4. Fund more research:
- We need research to find ways to screen pregnancies more accurately so that vulnerable babies can be delivered early and safely.
- We need to find out why otherwise healthy babies are dying. 1 in 3 stillbirths are related to placental dysfunction and a third of stillbirths are unexplained. We need research to find out what is going wrong.
- We need research to understand why some women from ethnic minorities and socially deprived groups are more likely to have a stillbirth and what the most effective ways of tackling inequalities are.
Neal Long, Chief Executive, Sands, the stillbirth and neonatal death charity: “11 babies dying every day is a national scandal which has persisted for far too long in this country. This seemingly endless death toll of thousands of babies every year has the most terrible long-term impact on parents and their families.
There is now very clear evidence from countries similar to our own that stillbirth rates can be significantly reduced. We now have no excuse in the UK for our persistently high stillbirth levels and we must act immediately. Many Mums in the UK have increasingly complex pregnancies, this coupled with already stretched maternity services, entering an era of budget cuts, could spell disaster for many more babies and their families."

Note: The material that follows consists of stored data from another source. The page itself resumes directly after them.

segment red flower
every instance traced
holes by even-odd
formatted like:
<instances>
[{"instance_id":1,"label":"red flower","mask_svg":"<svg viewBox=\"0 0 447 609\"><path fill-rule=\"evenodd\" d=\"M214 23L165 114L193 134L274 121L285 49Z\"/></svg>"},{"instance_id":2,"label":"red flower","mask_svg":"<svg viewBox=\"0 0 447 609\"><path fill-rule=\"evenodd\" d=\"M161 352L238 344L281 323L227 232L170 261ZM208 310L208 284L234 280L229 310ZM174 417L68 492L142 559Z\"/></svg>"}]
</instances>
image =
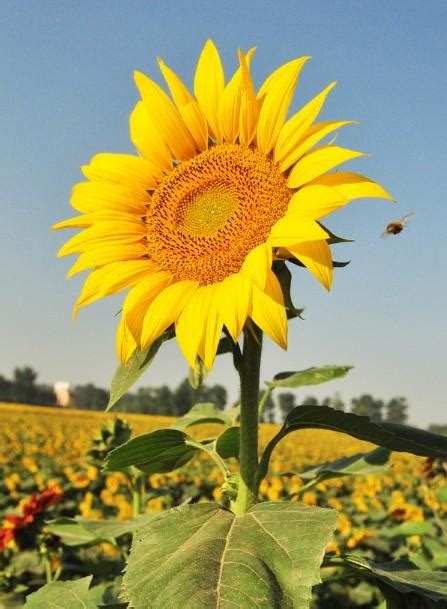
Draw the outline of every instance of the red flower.
<instances>
[{"instance_id":1,"label":"red flower","mask_svg":"<svg viewBox=\"0 0 447 609\"><path fill-rule=\"evenodd\" d=\"M4 521L7 526L0 527L0 552L3 552L8 544L16 538L18 530L34 522L34 517L37 514L60 501L62 497L63 492L59 487L52 486L44 490L40 495L38 493L31 495L28 501L22 505L23 516L12 514L5 516Z\"/></svg>"}]
</instances>

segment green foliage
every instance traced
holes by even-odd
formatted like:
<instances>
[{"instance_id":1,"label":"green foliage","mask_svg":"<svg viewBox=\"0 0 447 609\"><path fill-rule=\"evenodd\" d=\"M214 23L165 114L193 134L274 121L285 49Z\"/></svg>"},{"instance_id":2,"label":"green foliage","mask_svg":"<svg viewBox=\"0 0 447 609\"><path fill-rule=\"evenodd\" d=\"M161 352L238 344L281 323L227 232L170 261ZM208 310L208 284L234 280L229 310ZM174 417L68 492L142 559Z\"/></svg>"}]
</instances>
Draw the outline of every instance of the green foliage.
<instances>
[{"instance_id":1,"label":"green foliage","mask_svg":"<svg viewBox=\"0 0 447 609\"><path fill-rule=\"evenodd\" d=\"M330 463L323 463L300 472L303 480L314 478L338 478L340 476L357 476L377 474L388 467L391 451L387 448L376 448L368 453L358 453L352 457L343 457Z\"/></svg>"},{"instance_id":2,"label":"green foliage","mask_svg":"<svg viewBox=\"0 0 447 609\"><path fill-rule=\"evenodd\" d=\"M188 444L190 440L178 429L157 429L115 448L108 455L104 468L120 471L134 466L146 474L171 472L185 465L198 450Z\"/></svg>"},{"instance_id":3,"label":"green foliage","mask_svg":"<svg viewBox=\"0 0 447 609\"><path fill-rule=\"evenodd\" d=\"M0 402L54 406L56 396L49 385L36 384L37 372L30 366L15 368L12 380L0 375Z\"/></svg>"},{"instance_id":4,"label":"green foliage","mask_svg":"<svg viewBox=\"0 0 447 609\"><path fill-rule=\"evenodd\" d=\"M320 385L337 378L346 376L352 366L322 366L320 368L307 368L298 372L279 372L273 377L271 383L274 387L297 388L307 385Z\"/></svg>"},{"instance_id":5,"label":"green foliage","mask_svg":"<svg viewBox=\"0 0 447 609\"><path fill-rule=\"evenodd\" d=\"M216 438L216 452L222 459L239 457L239 427L229 427Z\"/></svg>"},{"instance_id":6,"label":"green foliage","mask_svg":"<svg viewBox=\"0 0 447 609\"><path fill-rule=\"evenodd\" d=\"M87 452L88 461L96 467L102 467L107 455L121 444L127 442L132 429L126 421L116 418L105 421L99 434L92 438L91 448Z\"/></svg>"},{"instance_id":7,"label":"green foliage","mask_svg":"<svg viewBox=\"0 0 447 609\"><path fill-rule=\"evenodd\" d=\"M376 583L387 609L441 609L447 604L447 573L423 571L411 564L379 564L359 556L333 561Z\"/></svg>"},{"instance_id":8,"label":"green foliage","mask_svg":"<svg viewBox=\"0 0 447 609\"><path fill-rule=\"evenodd\" d=\"M336 521L286 502L240 517L212 503L164 512L135 536L125 597L135 609L307 609Z\"/></svg>"},{"instance_id":9,"label":"green foliage","mask_svg":"<svg viewBox=\"0 0 447 609\"><path fill-rule=\"evenodd\" d=\"M202 423L231 425L231 418L227 416L225 411L216 408L214 404L195 404L187 414L180 417L180 419L176 419L171 427L174 429L186 429L187 427Z\"/></svg>"}]
</instances>

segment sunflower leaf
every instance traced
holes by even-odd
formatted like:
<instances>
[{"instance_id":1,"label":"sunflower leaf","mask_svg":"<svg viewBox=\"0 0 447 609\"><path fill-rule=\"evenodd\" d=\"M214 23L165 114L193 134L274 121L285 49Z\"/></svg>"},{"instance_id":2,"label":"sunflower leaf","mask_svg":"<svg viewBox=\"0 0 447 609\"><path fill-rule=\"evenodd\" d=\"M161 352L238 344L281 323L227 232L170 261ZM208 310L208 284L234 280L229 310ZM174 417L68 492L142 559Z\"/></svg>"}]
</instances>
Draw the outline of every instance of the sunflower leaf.
<instances>
[{"instance_id":1,"label":"sunflower leaf","mask_svg":"<svg viewBox=\"0 0 447 609\"><path fill-rule=\"evenodd\" d=\"M212 402L195 404L189 412L172 423L172 429L186 429L202 423L221 423L230 426L232 421L225 411L217 408Z\"/></svg>"},{"instance_id":2,"label":"sunflower leaf","mask_svg":"<svg viewBox=\"0 0 447 609\"><path fill-rule=\"evenodd\" d=\"M196 366L196 369L190 367L188 373L188 381L193 389L201 387L208 376L208 370L200 357L196 357Z\"/></svg>"},{"instance_id":3,"label":"sunflower leaf","mask_svg":"<svg viewBox=\"0 0 447 609\"><path fill-rule=\"evenodd\" d=\"M340 556L334 564L378 585L389 609L441 609L447 601L445 571L422 571L411 563L380 564L351 555Z\"/></svg>"},{"instance_id":4,"label":"sunflower leaf","mask_svg":"<svg viewBox=\"0 0 447 609\"><path fill-rule=\"evenodd\" d=\"M326 479L338 478L340 476L357 476L377 474L388 467L388 459L391 451L388 448L375 448L367 453L357 453L352 457L342 457L336 461L322 463L316 467L306 469L298 475L303 480L312 480L317 476Z\"/></svg>"},{"instance_id":5,"label":"sunflower leaf","mask_svg":"<svg viewBox=\"0 0 447 609\"><path fill-rule=\"evenodd\" d=\"M29 594L24 609L96 609L97 604L89 590L92 578L89 575L81 579L51 582Z\"/></svg>"},{"instance_id":6,"label":"sunflower leaf","mask_svg":"<svg viewBox=\"0 0 447 609\"><path fill-rule=\"evenodd\" d=\"M161 345L169 338L171 338L170 334L163 334L144 351L136 349L125 366L118 366L115 374L113 375L112 384L110 387L110 398L109 403L107 404L106 412L108 412L112 406L114 406L118 400L127 391L129 391L143 372L149 368Z\"/></svg>"},{"instance_id":7,"label":"sunflower leaf","mask_svg":"<svg viewBox=\"0 0 447 609\"><path fill-rule=\"evenodd\" d=\"M157 429L112 450L104 469L121 471L132 465L146 474L172 472L185 465L199 450L188 444L189 440L192 441L178 429Z\"/></svg>"},{"instance_id":8,"label":"sunflower leaf","mask_svg":"<svg viewBox=\"0 0 447 609\"><path fill-rule=\"evenodd\" d=\"M307 385L319 385L345 376L352 366L321 366L312 367L298 372L279 372L273 377L273 381L267 385L273 387L303 387Z\"/></svg>"},{"instance_id":9,"label":"sunflower leaf","mask_svg":"<svg viewBox=\"0 0 447 609\"><path fill-rule=\"evenodd\" d=\"M229 427L216 439L216 452L222 459L235 457L239 459L239 427Z\"/></svg>"},{"instance_id":10,"label":"sunflower leaf","mask_svg":"<svg viewBox=\"0 0 447 609\"><path fill-rule=\"evenodd\" d=\"M216 503L165 511L134 537L123 596L134 609L307 609L336 522L335 510L289 502L242 516Z\"/></svg>"}]
</instances>

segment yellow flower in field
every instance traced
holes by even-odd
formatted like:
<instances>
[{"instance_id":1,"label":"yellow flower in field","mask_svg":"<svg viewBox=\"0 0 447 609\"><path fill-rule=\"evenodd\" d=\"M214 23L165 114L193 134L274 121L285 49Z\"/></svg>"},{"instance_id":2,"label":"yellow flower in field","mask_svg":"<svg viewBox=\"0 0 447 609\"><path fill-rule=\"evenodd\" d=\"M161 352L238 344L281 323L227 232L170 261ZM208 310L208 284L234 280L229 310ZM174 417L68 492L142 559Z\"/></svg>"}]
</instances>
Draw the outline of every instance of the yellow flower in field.
<instances>
[{"instance_id":1,"label":"yellow flower in field","mask_svg":"<svg viewBox=\"0 0 447 609\"><path fill-rule=\"evenodd\" d=\"M69 276L93 269L75 305L131 288L117 350L126 363L170 326L185 358L212 367L225 326L236 341L248 318L287 346L284 298L272 261L294 257L329 289L329 234L318 221L361 197L391 197L357 174L327 173L363 156L321 143L352 121L314 123L335 83L287 120L309 59L284 64L256 92L254 49L239 52L225 84L219 53L205 44L192 95L159 59L170 97L141 72L130 116L140 156L101 153L74 187L82 228L59 255L79 254Z\"/></svg>"}]
</instances>

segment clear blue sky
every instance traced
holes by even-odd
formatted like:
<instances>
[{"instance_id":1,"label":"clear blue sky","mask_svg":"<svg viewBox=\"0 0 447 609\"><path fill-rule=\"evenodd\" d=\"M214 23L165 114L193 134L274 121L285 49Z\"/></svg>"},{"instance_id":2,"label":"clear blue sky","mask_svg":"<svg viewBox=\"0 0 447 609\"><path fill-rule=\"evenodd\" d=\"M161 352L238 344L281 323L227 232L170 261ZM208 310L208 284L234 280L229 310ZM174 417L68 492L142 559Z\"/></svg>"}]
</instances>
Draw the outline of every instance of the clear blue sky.
<instances>
[{"instance_id":1,"label":"clear blue sky","mask_svg":"<svg viewBox=\"0 0 447 609\"><path fill-rule=\"evenodd\" d=\"M49 227L72 215L80 165L96 152L132 151L132 71L159 79L160 55L190 83L211 37L227 73L238 47L256 45L258 84L280 63L312 55L295 106L338 80L324 118L360 121L339 142L371 157L350 169L379 180L398 200L356 202L329 220L355 239L336 250L352 262L336 272L330 294L296 272L295 300L306 320L294 322L288 353L267 346L263 378L353 364L347 379L309 393L404 395L414 423L446 422L446 23L442 0L3 0L0 373L29 364L42 381L108 386L121 297L83 310L74 324L82 279L64 279L72 261L55 254L68 233ZM406 231L381 240L384 226L408 211L416 215ZM178 383L185 374L172 343L144 383ZM229 358L210 381L236 395Z\"/></svg>"}]
</instances>

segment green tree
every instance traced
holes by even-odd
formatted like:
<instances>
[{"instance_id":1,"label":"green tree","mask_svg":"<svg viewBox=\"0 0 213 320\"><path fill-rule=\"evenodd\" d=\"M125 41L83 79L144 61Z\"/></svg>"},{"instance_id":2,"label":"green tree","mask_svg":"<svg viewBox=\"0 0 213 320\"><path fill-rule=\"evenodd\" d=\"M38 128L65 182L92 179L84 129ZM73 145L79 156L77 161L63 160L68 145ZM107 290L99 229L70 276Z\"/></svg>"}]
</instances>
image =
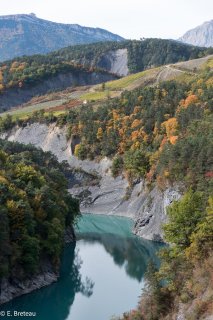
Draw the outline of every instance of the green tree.
<instances>
[{"instance_id":1,"label":"green tree","mask_svg":"<svg viewBox=\"0 0 213 320\"><path fill-rule=\"evenodd\" d=\"M174 201L167 209L169 222L163 227L166 240L181 248L188 247L192 233L204 217L203 206L203 195L192 190L181 200Z\"/></svg>"},{"instance_id":2,"label":"green tree","mask_svg":"<svg viewBox=\"0 0 213 320\"><path fill-rule=\"evenodd\" d=\"M116 177L123 169L123 158L121 156L116 156L112 162L112 175Z\"/></svg>"},{"instance_id":3,"label":"green tree","mask_svg":"<svg viewBox=\"0 0 213 320\"><path fill-rule=\"evenodd\" d=\"M135 177L143 177L149 169L149 157L142 150L129 150L124 155L124 168Z\"/></svg>"}]
</instances>

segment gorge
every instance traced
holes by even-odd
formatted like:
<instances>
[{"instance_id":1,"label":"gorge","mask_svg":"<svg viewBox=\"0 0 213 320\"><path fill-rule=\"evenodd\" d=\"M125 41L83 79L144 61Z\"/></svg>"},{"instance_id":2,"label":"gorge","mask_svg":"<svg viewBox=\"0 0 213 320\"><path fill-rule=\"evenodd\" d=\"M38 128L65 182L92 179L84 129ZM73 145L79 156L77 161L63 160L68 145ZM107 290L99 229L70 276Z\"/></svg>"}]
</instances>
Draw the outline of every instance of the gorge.
<instances>
[{"instance_id":1,"label":"gorge","mask_svg":"<svg viewBox=\"0 0 213 320\"><path fill-rule=\"evenodd\" d=\"M150 259L159 264L156 252L162 244L139 239L132 226L127 218L83 215L76 246L65 247L57 283L1 310L34 312L38 320L108 320L135 308L147 264Z\"/></svg>"},{"instance_id":2,"label":"gorge","mask_svg":"<svg viewBox=\"0 0 213 320\"><path fill-rule=\"evenodd\" d=\"M162 241L161 226L166 221L166 207L181 196L178 185L162 192L157 187L148 190L141 180L129 190L129 183L123 175L112 177L110 159L104 158L100 162L77 159L72 154L72 141L67 140L66 130L66 127L59 128L55 124L34 123L24 128L13 128L1 137L33 144L44 151L51 151L60 162L67 161L73 169L72 179L75 181L69 192L80 198L81 212L132 218L136 234Z\"/></svg>"},{"instance_id":3,"label":"gorge","mask_svg":"<svg viewBox=\"0 0 213 320\"><path fill-rule=\"evenodd\" d=\"M58 279L50 287L30 294L32 302L29 305L26 301L28 296L12 300L8 305L11 310L21 311L24 305L32 309L31 305L34 304L39 311L42 301L47 300L48 306L46 308L44 305L41 319L48 317L50 308L53 309L51 317L55 316L56 319L83 319L84 308L81 306L90 312L91 308L94 309L90 302L94 301L95 305L100 306L104 302L104 307L97 310L99 318L109 318L114 312L116 315L125 312L121 319L185 320L191 313L194 314L193 320L208 319L212 297L212 55L159 66L161 55L155 48L160 45L164 50L170 44L170 41L165 43L150 39L133 41L130 43L130 52L116 45L117 51L114 53L119 52L120 56L111 55L113 44L109 44L109 58L117 61L116 72L123 69L118 68L119 61L121 66L122 63L125 66L125 72L144 70L153 65L155 68L102 84L83 87L73 85L62 92L45 91L44 96L33 97L23 108L12 108L1 114L0 138L3 140L0 140L0 162L3 168L0 171L0 192L3 205L0 202L0 213L3 223L0 232L3 239L5 230L8 234L10 230L4 226L8 225L8 221L12 224L12 244L16 253L14 260L19 262L18 268L15 264L15 268L13 266L11 269L13 273L10 281L14 281L14 273L22 271L25 265L35 267L34 256L38 256L39 250L43 254L51 254L53 265L57 267L53 281ZM172 63L173 58L175 61L183 58L179 44L171 45L171 52L175 45L180 49L180 55L177 59L176 55L170 56L164 50L163 64ZM136 59L140 57L137 53L142 52L146 46L156 51L153 64L150 59L144 62ZM91 53L94 47L96 45L89 45L84 54ZM72 66L71 57L78 57L83 64L89 62L93 68L94 62L102 61L103 50L106 50L102 44L97 45L96 58L89 55L89 61L86 61L85 56L81 55L81 48L75 48L74 51L69 48L61 50L61 64L56 63L58 57L55 59L54 54L50 54L40 56L36 61L24 58L23 62L18 60L2 65L3 76L8 73L9 77L4 82L6 86L2 87L1 98L6 99L4 101L10 98L6 91L27 91L29 80L32 81L29 87L32 92L37 81L41 81L41 86L45 84L51 62L56 63L51 68L51 77L58 74L60 78L64 66L67 74L71 69L79 72L82 68ZM191 49L194 58L205 55L201 49L202 52L191 47L187 50L191 52ZM66 59L63 60L65 53ZM148 51L144 57L150 55ZM38 69L43 62L46 64ZM104 64L108 65L106 61ZM108 67L111 68L112 64L109 63ZM32 75L25 77L32 70ZM24 88L19 90L17 81L23 76L26 87L24 84ZM108 76L111 79L111 75ZM16 98L11 101L11 107L15 107ZM32 158L36 161L32 162ZM41 164L42 168L39 169ZM51 187L45 186L45 180L50 182ZM20 192L20 188L24 190ZM70 202L68 190L72 201L74 198L79 200L83 217L80 220L80 231L76 229L76 247L71 244L65 250L63 262L68 277L63 273L63 266L59 277L62 235L65 234L65 226L70 225L68 213L73 211L72 205L70 211L67 205L74 204ZM23 217L32 218L32 210L36 224L27 223L26 230L22 229ZM9 219L5 219L5 213ZM68 219L65 219L67 215ZM21 253L16 249L17 224L13 221L14 217L18 219L18 227L25 240L23 250L21 246L18 248ZM75 220L73 216L71 222L74 224ZM130 229L135 235L130 233ZM29 238L25 238L26 231ZM60 246L57 245L59 239ZM172 245L161 252L162 266L159 271L154 268L149 271L149 278L146 279L148 291L143 294L138 307L128 312L135 308L143 287L146 261L151 257L157 262L155 252L163 241ZM14 260L10 251L4 248L7 249L7 246L0 249L3 259L6 258L2 270L5 273L10 270L7 261L13 263ZM28 253L27 260L24 250ZM70 261L66 259L66 252ZM82 269L80 257L83 260ZM111 270L110 279L108 269ZM83 280L79 277L79 270L82 271ZM92 273L85 270L92 270ZM137 275L135 270L138 271ZM104 286L104 276L100 276L102 271L106 272L104 280L110 280ZM123 281L120 281L122 277ZM130 278L139 280L136 286L129 282ZM122 306L120 299L110 300L111 305L116 301L114 310L105 308L109 298L102 296L103 287L107 288L110 283L118 288L119 283L134 287L128 295L128 290L123 289L122 297L126 299L128 296L128 301L121 303ZM1 281L2 284L1 293L7 292L7 285L4 286L5 283ZM24 292L20 282L15 285L22 293L29 292ZM59 291L54 291L54 288L59 288ZM95 291L92 294L94 288L102 290L99 291L103 297L101 301ZM116 297L121 296L114 287L111 287L110 292ZM18 295L16 292L4 298L3 302ZM110 296L109 293L107 295ZM89 299L85 298L89 296ZM94 318L94 314L90 316Z\"/></svg>"}]
</instances>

Professor Gordon Smith (Head of Department of Obstetrics and Gynaecology, Cambridge University and Chair of the RCOG’s Stillbirth Clinical Study Group), says: "The majority of stillbirths in the UK could be prevented if we had better means of detecting babies at risk. This Lancet series outlines the scope of the problem and the priorities for research. But addressing these research questions will require funding. Given the magnitude of the problem and the gains that are available through preventing such losses, I hope funding agencies will take this on board and provide the resources required."
Steve Hale, Bereaved Dad, explains why the Lancet Series on Stillbirth is so important: “Our son Matthew was stillborn at 38 weeks, no complications, no issues, no explanation. My life changed forever that day, and while you somehow get through the first hours, weeks and months, there is no getting back to “normal” life. You have to find a new normal, a normal in which you try to deal with the fact that your baby died. The Lancet research raises some fundamental questions, not least why there is so little being done about the fact that 11 babies are dying every single day here in the UK.”